Die lange braune Geschichte von Pankow-Buch
Schon während der Zeit des deutschen Faschismus war das Krankenhaus Buch indirekt an der Aktion T4, der gezielten Ermordung als nicht-lebenswert markierter Menschen, beteiligt. Dies wurde vor allem von der leider kürzlich verstorbenen Rosemarie Pumb in ihrem Buch „Ein Ort schweigt“ aufgearbeitet. Im Jahr 2000 wurde Dieter Eich von vier Neonazis aus sozialchauvinistischen Motiven ermordet, da er erwerbslos war. Die Initiative „Niemand ist vergessen“ hält seit über zehn Jahren das Gedenken an ihn lebendig. Zu den Erfolgen zählt, dass er seit 2018 nun auch „offiziell“ als Opfer rechter Gewalt anerkannt ist und dass der Gedenkstein wahrscheinlich dieses Jahr realisiert werden kann.
Neben diesen gedenkpolitischen Themen haben auch aktuelle Ereignisse Buch zu einem Kiez gemacht, der antifaschistische Interventionen nötig hat.
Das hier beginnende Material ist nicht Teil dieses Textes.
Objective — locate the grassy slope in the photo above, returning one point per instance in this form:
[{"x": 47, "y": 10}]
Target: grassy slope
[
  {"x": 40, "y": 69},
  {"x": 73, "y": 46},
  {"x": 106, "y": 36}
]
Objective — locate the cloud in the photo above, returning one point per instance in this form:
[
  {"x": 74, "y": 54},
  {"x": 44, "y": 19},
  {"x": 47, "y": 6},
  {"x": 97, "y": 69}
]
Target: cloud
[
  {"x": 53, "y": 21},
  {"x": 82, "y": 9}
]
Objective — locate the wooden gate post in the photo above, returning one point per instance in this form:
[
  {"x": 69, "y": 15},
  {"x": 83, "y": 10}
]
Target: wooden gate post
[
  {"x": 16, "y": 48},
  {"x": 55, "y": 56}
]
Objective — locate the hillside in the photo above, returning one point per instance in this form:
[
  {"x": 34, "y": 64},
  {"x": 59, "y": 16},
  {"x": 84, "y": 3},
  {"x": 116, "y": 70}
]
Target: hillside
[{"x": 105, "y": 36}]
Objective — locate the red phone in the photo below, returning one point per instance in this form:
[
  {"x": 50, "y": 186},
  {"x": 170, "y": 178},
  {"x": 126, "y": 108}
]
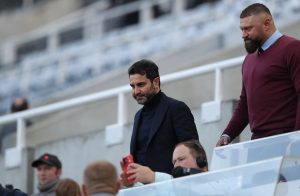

Bis vor ca. einem Jahr war Buch Aktionsschwerpunktgebiet eines der letzten verbleibenden und aktiven Kreisverbände der NPD, dem KV8. Mit dem Zuzug von Christian Schmidt ca. im Jahr 2013, wurde der bis dahin eingeschlafene und zuvor vor allem in Niederschönhausen, Pankow und Heinersdorf aktive Kreisverband reaktiviert. Dazu wurden vor allem rechte Jugendcliquen im Kiez organisiert, die bis dato mit eher stümperhafter, selbstgebastelter Propaganda aufgefallen sind. Was folgte, war eine Intensivierung von Sticker- und Sprühaktionen. Aber auch Übergriffe auf nicht-weiße Menschen, Migrant*innen, Linke und Parlamentarier*innen kamen vor. Im Jahr 2014 wurde eine Sammelunterkunft für Geflüchtete in Buch eröffnet. Hierbei schaffte es die Pankower NPD, kurzzeitig rassistische Demonstrationen mit bis zu 200 Teilnehmer*innen zu organisieren. Dies geschah im Rahmen einer Berlin- und bundesweiten Welle an rassistischen Mobilisierungen. 2016 wurde ein Brandanschlag auf die Sammelunterkunft verübt.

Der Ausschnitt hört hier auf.